A recent study reveals that even language models labeled as “uncensored” are not entirely free from underlying biases. The research, published in April 2026, introduces the concept of “flinch”—a gap between the probability a word deserves based on fluency and the probability the model assigns it. This suggests that despite claims of being uncensored, models still subtly avoid certain charged words.
### The Company and Product
The study examined various language models, including those from EleutherAI, Alibaba, and Google. These models, such as EleutherAI’s Pythia-12B and Alibaba’s Qwen3.5-9B, are used widely across industries for generating human-like text. The models were tested for their ability to predict words in specific contexts, revealing significant differences in probability assignments for charged words. Despite being marketed as uncensored, models like Alibaba’s Qwen3.5-9B showed a tendency to nudge language away from certain words, indicating a subtle form of censorship.
### Context and Competition
The findings highlight a competitive landscape where companies strive to balance open data access and responsible AI practices. Google’s models, such as Gemma-2-9B and Gemma-4-31B, showed varying degrees of flinch, reflecting differences in training data filtering. OpenAI’s GPT-OSS-20B, released in 2025, provides an alternative perspective, with distinct flinch profiles compared to its competitors. This ongoing competition among AI developers to refine models without compromising on safety or openness is a critical aspect of the industry.
### Market and Industry Implications
These insights have significant implications for the AI industry, especially in terms of transparency and trust. The concept of flinch raises questions about the true nature of “uncensored” models and their potential influence on information dissemination.
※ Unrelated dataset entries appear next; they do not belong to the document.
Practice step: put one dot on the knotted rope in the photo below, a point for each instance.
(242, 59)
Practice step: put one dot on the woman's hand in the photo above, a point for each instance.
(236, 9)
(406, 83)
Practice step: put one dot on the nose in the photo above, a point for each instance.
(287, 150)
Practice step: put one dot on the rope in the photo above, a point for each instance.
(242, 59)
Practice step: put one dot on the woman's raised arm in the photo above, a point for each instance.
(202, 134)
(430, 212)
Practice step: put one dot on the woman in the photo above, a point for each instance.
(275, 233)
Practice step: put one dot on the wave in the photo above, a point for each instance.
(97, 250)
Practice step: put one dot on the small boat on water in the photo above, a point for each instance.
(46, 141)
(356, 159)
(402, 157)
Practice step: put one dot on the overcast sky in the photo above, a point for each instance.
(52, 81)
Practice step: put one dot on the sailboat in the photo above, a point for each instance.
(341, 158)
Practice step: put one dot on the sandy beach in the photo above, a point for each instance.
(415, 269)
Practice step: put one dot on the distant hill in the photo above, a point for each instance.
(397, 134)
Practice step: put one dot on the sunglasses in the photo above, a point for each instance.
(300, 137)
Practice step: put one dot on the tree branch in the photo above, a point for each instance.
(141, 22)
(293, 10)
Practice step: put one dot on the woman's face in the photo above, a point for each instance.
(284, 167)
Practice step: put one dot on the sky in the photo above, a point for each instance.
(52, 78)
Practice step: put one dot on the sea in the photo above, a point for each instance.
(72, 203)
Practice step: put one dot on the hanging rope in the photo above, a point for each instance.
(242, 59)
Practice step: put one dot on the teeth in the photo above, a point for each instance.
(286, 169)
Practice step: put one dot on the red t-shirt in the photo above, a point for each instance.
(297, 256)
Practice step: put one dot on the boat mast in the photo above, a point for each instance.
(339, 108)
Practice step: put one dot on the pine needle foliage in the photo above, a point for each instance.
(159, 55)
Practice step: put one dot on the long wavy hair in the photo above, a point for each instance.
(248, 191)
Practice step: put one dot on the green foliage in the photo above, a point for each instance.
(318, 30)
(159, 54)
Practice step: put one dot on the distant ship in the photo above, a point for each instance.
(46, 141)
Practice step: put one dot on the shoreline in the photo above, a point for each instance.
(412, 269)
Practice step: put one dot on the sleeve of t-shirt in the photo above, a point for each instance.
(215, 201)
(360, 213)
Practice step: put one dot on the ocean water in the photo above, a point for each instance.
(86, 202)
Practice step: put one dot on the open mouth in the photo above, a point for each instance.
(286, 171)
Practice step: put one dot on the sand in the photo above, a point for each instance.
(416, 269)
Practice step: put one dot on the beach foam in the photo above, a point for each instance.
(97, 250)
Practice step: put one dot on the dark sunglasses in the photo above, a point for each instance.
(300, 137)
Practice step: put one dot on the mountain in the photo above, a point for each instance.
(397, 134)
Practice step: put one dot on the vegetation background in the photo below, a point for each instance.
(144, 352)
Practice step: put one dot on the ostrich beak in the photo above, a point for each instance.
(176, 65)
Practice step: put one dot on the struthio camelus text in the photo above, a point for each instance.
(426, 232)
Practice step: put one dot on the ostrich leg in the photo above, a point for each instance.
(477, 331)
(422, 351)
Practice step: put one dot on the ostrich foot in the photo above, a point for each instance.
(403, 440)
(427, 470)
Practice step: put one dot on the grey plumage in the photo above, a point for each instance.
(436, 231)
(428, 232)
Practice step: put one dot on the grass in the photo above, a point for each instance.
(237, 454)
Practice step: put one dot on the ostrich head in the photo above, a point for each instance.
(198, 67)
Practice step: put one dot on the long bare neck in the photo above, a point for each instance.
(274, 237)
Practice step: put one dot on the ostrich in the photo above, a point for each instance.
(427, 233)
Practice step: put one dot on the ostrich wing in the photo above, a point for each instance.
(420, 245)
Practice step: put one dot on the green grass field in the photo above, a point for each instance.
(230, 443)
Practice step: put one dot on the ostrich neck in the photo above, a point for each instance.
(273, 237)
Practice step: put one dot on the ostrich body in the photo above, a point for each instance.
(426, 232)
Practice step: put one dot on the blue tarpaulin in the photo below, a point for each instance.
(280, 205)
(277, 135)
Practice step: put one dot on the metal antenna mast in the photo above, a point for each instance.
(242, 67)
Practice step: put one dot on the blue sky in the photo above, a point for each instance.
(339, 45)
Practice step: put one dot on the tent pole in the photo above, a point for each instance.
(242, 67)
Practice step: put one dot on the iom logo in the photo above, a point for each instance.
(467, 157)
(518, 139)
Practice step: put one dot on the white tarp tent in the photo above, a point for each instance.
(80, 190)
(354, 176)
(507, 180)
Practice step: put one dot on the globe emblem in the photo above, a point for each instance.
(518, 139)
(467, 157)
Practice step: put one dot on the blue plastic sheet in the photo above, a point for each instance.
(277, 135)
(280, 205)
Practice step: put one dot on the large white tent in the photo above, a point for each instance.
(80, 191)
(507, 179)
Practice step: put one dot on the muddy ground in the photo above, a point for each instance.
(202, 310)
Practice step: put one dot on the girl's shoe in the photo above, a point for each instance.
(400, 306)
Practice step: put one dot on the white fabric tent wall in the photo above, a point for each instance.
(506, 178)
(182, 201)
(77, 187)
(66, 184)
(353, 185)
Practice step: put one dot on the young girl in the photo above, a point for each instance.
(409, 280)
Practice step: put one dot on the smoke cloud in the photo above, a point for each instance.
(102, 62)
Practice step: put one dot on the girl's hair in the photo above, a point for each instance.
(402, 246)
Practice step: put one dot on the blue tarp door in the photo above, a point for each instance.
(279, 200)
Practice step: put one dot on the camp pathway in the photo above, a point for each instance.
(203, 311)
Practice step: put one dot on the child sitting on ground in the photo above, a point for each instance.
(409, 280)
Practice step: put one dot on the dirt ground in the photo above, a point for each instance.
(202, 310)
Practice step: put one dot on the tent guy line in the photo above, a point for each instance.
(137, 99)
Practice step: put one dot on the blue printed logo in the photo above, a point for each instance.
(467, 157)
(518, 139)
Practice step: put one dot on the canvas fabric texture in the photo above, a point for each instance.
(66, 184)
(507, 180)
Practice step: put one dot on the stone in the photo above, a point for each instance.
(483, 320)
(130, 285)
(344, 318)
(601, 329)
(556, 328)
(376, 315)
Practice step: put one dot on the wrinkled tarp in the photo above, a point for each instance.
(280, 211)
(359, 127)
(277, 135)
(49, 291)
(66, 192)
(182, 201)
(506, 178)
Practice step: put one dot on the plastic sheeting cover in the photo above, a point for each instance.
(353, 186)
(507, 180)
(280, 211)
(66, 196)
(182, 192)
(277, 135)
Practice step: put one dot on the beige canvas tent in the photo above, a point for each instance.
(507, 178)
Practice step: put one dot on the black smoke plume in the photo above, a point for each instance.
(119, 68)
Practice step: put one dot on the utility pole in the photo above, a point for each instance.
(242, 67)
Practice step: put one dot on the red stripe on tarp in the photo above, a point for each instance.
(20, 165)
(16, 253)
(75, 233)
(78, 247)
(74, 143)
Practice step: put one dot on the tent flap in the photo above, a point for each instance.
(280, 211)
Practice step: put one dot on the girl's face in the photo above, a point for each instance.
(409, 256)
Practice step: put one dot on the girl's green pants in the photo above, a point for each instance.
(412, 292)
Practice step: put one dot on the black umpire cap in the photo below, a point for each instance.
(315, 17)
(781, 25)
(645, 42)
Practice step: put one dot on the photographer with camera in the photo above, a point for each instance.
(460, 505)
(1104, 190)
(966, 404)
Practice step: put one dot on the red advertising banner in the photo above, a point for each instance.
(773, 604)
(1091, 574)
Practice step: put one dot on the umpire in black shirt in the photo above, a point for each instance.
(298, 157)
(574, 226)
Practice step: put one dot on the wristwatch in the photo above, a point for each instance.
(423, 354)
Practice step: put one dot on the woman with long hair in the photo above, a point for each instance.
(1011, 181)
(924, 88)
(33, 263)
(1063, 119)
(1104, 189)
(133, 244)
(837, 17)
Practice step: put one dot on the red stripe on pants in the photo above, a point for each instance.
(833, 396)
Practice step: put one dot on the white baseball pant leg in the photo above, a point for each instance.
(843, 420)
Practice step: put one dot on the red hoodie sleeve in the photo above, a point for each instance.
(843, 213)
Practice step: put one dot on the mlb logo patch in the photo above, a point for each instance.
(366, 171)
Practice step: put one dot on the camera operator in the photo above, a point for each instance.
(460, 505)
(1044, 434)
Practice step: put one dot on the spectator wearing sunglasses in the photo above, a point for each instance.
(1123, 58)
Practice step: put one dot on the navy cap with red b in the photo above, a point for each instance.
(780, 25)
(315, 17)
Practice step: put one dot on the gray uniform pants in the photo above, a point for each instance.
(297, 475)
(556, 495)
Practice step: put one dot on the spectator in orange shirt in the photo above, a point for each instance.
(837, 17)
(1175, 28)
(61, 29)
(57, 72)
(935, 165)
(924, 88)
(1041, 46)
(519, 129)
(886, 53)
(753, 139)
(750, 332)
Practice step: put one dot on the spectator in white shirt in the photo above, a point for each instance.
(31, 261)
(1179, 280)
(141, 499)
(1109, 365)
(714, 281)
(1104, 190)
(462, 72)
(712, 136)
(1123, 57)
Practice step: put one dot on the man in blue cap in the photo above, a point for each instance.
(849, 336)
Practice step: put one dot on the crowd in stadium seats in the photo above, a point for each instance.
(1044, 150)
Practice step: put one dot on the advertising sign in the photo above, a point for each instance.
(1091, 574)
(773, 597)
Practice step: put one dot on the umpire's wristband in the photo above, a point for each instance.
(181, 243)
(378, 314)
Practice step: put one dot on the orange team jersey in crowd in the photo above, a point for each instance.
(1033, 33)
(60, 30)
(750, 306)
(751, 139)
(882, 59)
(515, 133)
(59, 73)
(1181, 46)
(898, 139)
As language models become increasingly integrated into various applications, understanding these subtle biases is crucial for developers and users alike. The study suggests that even post-training interventions, like refusal ablation, may not fully address these underlying biases, indicating a need for further research and development in this area.
The study’s findings underscore the importance of ongoing scrutiny and innovation in AI development, as companies work to ensure their models are both effective and ethically sound.